Economy of Communion
- Formation: 1991; 35 years ago
- Founder: Chiara Lubich
- Founded at: São Paulo, Brazil
- Type: Movement
- Purpose: Encourage businesses to use their profits aid acute social problems
- Origins: The Christian Focolare Movement
- Region served: Worldwide
- Funding: Donations
- Website: www.edc-online.org

= Economy of Communion =

The Economy of Communion (EOC) is an initiative of the international Christian ecclesial and ecumenical Focolare Movement, and is an attempt to address acute social problems by creating businesses that are integral parts of their communities. The project requires member businesses to commit, after an appropriate investment in the sustainability of the business, a part of their profits to direct aid for those in need and another part toward nurturing a “culture of giving”.

The EOC presents examples of companies that are both successful global competitors as well as clear and intentional manifestations of “lived” faith in the business world. It was started by Chiara Lubich in May 1991, in São Paulo, Brazil, with the aim of building a human society where, following the example of the first Christian community in Jerusalem, "no one among them was in need".

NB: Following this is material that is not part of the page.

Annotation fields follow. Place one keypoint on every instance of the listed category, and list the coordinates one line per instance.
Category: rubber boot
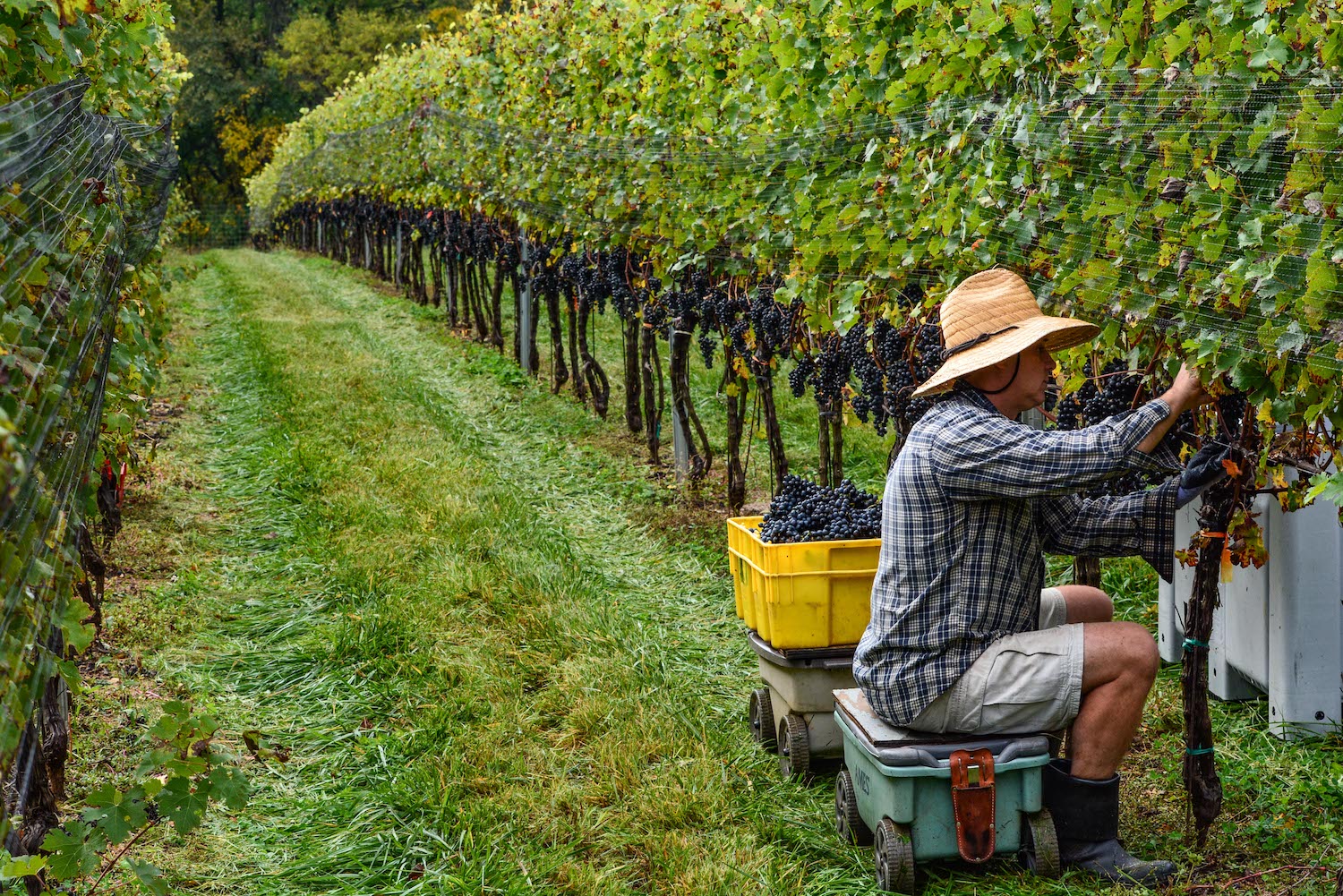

The Economy of Communion is able to help those in need through their profits, as well as by how they treat their employees, clients, and the general public. Although the initiative started as a religious movement, in the core of the Focolare Movement, it is evolving into a humanitarian movement irrespective of religious allegiance.

== History ==
It was established in 1991. The Economy of Communion businesses began with the active participation of those in need — hundreds put their resources together, often selling chickens or other livestock to purchase "shares" for the initial capital.

Over 750 companies all over the world continue to work together to keep the Economy of Communion going to fulfill the needs of those around them.

== EOC Businesses ==
Since 1994, business centers called "productive" or "industrial" poles were established as a showcase of EoC business in a country.